The term recreation means an activity that renews strength and refreshes spirits after toil or anxiety. Like play in childhood, it is activity engaged in for enjoyment, with no ulterior purpose to be achieved. It serves the same purpose as play does in the childhood years. However, the recreational interests of adults are different, in most respects, from the play interests in childhood or even in adolescence.

Young adults in the American culture of today have more leisure time than their parents or grandparents did and more than adults in most other cultures. This is due partly to the shorter workweek and partly to mechanization, which has made running a home less time – and energy-consuming than it formerly was. Furthermore, members of all social classes have more money to spend on recreation today than in the past.

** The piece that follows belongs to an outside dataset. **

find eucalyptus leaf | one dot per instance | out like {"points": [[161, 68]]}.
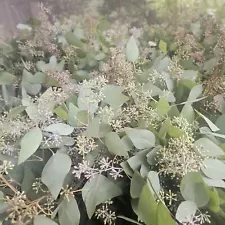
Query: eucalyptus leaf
{"points": [[59, 164], [210, 148], [29, 144], [96, 129], [142, 139], [98, 190], [214, 182], [164, 215], [15, 111], [188, 113], [136, 185], [195, 93], [114, 97], [153, 179], [214, 169], [194, 189], [59, 128], [115, 145], [69, 213], [212, 126], [86, 102], [163, 107], [185, 211]]}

In spite of these opportunities, many young adults do not find their recreational activities satisfactory. One of their major adjustment problems involves learning how to use their free time in an enjoyable way.

There are several major reasons why recreation presents a major adjustment problem. First, while they were in school or college, various forms or recreation were readily available to them, at no cost or at only a minimum cost, and they had many friends with whom to engage in these activities. Second, parents and teachers encouraged them to participate in the readily available forms of recreation as an important part of school and college life. And third, schools and colleges provided them with guidance and supervision in recreation so that they learned how to use their leisure time in a way that gave them satisfaction.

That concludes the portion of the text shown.